2026年7月23日(木)のこどもニュース
右折の矢印信号、付けられる交差点と付けられない交差点があるのはなぜ? 福岡県警察が条件を説明

車に乗っていて、交差点で右に曲がるとき、青い矢印が出る信号を見たことがある人も多いと思います。この矢印が出ている間は、右に曲がる車が安心して進めます。でも、矢印の信号がある交差点とない交差点があるのはなぜでしょうか。福岡県警察には、「この交差点にも右折の矢印を付けてほしい」という要望や質問が、信号機BOXというしくみを通して県民から寄せられています。そこで福岡県警察本部交通規制課が、その回答という形で、右折矢印信号を設置できる交差点とできない交差点の条件を公式に説明しました。

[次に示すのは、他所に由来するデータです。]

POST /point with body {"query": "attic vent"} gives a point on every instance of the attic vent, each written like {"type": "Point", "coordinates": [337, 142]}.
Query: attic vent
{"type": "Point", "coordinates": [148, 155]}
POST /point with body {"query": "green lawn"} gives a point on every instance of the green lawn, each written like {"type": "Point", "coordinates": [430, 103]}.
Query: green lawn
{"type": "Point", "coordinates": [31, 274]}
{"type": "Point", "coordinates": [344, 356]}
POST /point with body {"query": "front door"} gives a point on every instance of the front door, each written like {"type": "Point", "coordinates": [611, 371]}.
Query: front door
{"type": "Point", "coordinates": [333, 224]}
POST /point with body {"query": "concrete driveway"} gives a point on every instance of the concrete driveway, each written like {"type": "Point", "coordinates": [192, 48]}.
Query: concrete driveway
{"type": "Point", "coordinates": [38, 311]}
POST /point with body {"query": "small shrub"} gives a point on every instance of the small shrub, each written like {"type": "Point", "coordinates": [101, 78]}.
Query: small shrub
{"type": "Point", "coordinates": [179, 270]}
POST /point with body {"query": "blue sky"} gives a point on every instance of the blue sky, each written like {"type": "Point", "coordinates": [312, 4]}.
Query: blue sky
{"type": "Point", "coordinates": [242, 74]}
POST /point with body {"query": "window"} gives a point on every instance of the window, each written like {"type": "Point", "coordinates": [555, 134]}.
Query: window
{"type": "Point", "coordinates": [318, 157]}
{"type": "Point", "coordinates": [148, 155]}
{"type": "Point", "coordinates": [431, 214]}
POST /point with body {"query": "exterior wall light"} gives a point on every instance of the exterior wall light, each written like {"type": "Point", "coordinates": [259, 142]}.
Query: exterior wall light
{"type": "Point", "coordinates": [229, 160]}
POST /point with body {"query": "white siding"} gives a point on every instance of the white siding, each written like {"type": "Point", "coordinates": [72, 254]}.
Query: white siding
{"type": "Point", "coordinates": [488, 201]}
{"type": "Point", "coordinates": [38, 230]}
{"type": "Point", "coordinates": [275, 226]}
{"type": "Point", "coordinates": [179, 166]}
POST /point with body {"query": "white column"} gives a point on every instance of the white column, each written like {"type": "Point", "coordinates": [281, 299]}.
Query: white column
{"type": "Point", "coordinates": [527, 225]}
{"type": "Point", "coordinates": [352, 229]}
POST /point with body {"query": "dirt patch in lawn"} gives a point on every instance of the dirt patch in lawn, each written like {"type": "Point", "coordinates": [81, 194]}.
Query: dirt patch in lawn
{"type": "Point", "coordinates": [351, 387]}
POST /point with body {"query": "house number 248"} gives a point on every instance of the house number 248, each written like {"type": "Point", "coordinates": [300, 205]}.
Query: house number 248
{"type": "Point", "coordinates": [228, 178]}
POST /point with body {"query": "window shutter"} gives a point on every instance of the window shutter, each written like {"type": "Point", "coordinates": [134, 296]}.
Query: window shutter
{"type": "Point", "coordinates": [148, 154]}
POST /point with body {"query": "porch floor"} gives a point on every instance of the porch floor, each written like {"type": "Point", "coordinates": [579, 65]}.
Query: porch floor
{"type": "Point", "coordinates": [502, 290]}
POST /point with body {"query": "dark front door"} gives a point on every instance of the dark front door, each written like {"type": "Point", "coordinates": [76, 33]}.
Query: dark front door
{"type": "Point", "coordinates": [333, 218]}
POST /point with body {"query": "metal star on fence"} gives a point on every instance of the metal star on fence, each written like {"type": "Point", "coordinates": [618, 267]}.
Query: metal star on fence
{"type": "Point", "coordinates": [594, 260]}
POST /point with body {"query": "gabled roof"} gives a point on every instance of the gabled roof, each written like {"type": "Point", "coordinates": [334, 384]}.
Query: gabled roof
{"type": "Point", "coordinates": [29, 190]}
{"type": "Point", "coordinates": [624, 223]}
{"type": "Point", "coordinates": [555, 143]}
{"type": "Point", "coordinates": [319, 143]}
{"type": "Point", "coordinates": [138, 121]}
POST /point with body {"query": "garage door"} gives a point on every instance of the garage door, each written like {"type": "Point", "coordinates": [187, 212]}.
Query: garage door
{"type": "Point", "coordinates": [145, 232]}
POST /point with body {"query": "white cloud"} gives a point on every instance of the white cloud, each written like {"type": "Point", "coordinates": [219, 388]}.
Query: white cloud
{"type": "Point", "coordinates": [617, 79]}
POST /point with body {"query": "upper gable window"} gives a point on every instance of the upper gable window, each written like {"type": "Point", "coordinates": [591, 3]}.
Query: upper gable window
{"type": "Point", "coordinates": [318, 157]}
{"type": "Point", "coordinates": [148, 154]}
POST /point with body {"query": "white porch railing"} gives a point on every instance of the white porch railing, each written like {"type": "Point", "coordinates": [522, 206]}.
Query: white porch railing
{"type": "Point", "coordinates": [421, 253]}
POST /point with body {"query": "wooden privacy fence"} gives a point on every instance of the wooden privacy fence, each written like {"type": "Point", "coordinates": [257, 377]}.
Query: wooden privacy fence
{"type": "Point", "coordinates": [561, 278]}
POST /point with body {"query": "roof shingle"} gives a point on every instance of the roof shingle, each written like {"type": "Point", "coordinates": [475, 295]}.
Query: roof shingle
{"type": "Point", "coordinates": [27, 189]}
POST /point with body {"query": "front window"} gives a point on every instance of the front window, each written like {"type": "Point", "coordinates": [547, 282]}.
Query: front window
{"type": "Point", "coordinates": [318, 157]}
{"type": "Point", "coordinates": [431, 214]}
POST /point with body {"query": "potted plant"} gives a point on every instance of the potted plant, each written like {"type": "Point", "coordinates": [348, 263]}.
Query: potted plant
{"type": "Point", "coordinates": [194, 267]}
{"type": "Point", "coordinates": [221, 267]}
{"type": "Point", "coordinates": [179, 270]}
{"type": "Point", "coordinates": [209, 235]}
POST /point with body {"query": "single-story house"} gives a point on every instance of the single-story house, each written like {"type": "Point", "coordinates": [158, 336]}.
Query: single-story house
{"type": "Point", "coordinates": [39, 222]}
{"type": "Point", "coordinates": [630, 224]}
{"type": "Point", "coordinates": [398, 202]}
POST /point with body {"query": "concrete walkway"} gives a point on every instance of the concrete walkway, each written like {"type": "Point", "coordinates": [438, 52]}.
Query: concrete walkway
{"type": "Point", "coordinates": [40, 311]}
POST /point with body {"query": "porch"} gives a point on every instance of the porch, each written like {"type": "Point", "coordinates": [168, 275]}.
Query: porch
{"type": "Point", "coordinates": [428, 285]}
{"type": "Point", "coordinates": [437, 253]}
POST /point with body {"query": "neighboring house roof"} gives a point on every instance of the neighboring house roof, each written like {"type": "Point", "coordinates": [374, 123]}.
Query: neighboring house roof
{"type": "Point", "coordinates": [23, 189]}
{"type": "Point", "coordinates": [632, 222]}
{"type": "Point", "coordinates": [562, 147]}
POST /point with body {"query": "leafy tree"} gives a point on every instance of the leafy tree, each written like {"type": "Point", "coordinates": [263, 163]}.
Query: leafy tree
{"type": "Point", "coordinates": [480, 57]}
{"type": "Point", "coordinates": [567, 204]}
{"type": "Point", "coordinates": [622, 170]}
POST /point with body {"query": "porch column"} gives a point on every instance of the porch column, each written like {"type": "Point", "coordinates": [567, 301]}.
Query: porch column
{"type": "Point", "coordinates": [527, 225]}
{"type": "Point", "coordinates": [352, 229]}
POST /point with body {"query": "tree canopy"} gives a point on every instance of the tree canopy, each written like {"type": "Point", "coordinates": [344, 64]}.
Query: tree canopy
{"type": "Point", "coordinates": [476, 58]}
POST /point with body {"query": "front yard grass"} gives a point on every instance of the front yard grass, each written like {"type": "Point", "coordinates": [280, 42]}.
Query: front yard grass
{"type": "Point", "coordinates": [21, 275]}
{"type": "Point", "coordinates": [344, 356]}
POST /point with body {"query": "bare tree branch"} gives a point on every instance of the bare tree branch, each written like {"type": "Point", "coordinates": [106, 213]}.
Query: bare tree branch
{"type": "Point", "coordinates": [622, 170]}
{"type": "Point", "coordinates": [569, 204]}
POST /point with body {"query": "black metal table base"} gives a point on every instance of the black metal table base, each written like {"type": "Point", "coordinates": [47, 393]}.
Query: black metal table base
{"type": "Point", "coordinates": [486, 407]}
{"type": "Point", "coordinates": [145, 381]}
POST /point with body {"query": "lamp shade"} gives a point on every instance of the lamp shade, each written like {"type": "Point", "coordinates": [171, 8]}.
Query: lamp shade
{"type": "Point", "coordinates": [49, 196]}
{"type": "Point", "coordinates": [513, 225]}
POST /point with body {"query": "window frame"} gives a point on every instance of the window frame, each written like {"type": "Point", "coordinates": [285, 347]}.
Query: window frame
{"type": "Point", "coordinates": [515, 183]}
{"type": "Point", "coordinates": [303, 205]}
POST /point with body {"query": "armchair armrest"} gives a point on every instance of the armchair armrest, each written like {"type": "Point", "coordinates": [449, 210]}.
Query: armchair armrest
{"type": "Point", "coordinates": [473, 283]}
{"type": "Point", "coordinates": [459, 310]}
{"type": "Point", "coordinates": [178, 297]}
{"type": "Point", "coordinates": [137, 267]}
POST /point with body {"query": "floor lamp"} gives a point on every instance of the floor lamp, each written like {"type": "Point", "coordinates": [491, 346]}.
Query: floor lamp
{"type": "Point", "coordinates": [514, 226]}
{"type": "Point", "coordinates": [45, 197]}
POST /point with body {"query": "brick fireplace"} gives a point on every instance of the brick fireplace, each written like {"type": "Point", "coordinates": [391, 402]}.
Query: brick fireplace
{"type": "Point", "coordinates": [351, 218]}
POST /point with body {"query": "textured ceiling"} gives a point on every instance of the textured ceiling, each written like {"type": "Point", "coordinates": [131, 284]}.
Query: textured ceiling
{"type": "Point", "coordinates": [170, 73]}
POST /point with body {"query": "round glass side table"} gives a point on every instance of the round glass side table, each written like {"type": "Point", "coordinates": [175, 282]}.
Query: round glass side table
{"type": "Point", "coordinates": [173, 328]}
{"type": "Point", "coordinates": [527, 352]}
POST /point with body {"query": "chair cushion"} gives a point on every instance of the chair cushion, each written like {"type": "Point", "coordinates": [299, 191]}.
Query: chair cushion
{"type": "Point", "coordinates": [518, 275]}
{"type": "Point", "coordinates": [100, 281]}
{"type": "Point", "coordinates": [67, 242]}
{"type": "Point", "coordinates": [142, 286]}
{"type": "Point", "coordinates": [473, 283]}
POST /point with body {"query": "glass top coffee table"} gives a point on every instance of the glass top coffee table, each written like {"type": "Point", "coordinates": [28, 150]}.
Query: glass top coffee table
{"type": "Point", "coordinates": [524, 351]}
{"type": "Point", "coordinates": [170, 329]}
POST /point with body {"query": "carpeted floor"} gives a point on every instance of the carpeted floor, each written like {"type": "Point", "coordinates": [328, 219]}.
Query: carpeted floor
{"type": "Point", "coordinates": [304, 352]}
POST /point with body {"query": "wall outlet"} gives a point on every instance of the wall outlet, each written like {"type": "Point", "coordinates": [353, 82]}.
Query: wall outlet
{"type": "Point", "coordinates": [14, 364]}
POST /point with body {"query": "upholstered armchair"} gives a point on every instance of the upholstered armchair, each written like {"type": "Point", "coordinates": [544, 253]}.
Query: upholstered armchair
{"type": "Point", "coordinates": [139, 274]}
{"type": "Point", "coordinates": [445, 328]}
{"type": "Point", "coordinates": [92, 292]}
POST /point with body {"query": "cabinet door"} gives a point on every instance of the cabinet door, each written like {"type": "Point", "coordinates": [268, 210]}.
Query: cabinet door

福岡県警察本部交通規制課によると、右折矢印信号を設置できるのは、交差点の両側に右折専用レーン(右に曲がる車だけが通る車線)などがある場所だけです。右折矢印信号が表示されている間は、右に曲がる車以外は、歩行者もふくめて進めなくなります。そのため、青信号のときや信号の変わり目に右に曲がる車が曲がりきれずに交差点に残ってしまい、それがいつも続いてじゅうたいの原因になっている場合などに、設置を検討するとしています。右折専用レーンなどがない交差点では、原則として右折矢印信号を設置できません。また、福岡県では、交差点の片側だけに右折矢印信号を新しく設置することは行っていません。右に曲がる車が少ない交差点や、一時的にしか右に曲がる車がない交差点では、ほかの方向の車や歩行者が不要に待たされてしまうため、設置を見合わせるとのことです。さらに、となり合う交差点のきょりが近く、時差式信号機を使っている交差点では、右折矢印信号を付けてほしいという要望が多く寄せられますが、時差式で動かす必要性や実際の交通の様子から、設置できない場合がほとんどだと福岡県警察本部交通規制課は説明しています。問い合わせ先は、福岡県警察本部交通規制課(電話092-641-4141)です。
ここで、ニュースに出てきた言葉をおさらいしましょう。「右折矢印信号」とは、青い矢印を表示して、右に曲がる車だけを進ませる信号のことです。「時差式信号機」とは、向かい合う方向の信号が青になる時間をずらして、右に曲がる車が進みやすいようにする信号機のことです。「渋滞」とは、道路に車が長くつながって、なかなか前に進めなくなることです。信号は、車だけでなく歩行者もふくめた、みんなの安全と交通の流れの両方を考えて決められています。自分の町の交差点で信号をよく見て、どうしてこの形になっているのかを考えてみると、交通のしくみがぐっと身近に感じられるはずです。